The Great Bear Rainforest is the only place in the world people can see the Kermode (spirit) bear. The white-furred bears are actually a black bear subspecies, which is why they’re so unique. There are approximately only 400 of them left in the wild. The Great Bear Rainforest itself is the world’s largest intact temperate rainforest, and has been called the Amazon of the North.
Although most people think you have to head into the northern territories to see the Northern Lights in Canada, you can actually see them in British Columbia as well. The Northern Lights have been seen in places like Vancouver, but the general rule is, the more north you go, the better visibility. Here are some places in BC where people regularly see the Northern Lights: Muncho Lake Provincial Park, Summit Lake Provincial Park, Sakinaw Lake, Porteau Cove, Dawson Creek, and Shuswap Lake.
British Columbia is home to 40,000 islands. There’s Vancouver Island, where you will find the province’s capital city. Next door are the Gulf Islands, and some of them are accessible via ferry from Vancouver Island or the mainland. There’s also the raw and remote archipelago named Haida Gwaii, which is home to a UNESCO World Heritage Site. It’s a different style of island hopping compared to the Caribbean, but nonetheless breathtaking.

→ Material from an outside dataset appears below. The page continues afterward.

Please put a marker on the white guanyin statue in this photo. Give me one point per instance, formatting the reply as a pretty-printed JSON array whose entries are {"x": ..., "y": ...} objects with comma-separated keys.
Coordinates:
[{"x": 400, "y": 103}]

Have you heard of the Inside Passage? Many cruise ships heading towards Alaska cruise through the Inside Passage, which weaves through the islands off mainland British Columbia. The passage allows ships and freighters to avoid the open ocean and its unpredictable weather. Be blown away by BC’s forested and rocky coastline, fjords, and wildlife sightings.
Although Banff and Jasper National Parks are the most popular parks within the Canadian Rockies, the Rocky Mountains also stretch into British Columbia. Kootenay and Yoho National Parks are the main parks within the region in BC. Yoho is home to Emerald Lake, Takakkaw Falls, the small town of Field, and Kicking Horse Pass National Historic Site.
British Columbia is a must-visit for people who enjoy the outdoors. As mentioned, it has excellent hiking trails and plenty of ski resorts. But other outdoor activities to be enjoyed in BC include fishing, canoeing and kayaking, mountain biking, cross country skiing, snowshoeing, and heliskiing. If you’re an outdoor adventurer, then you need to visit British Columbia.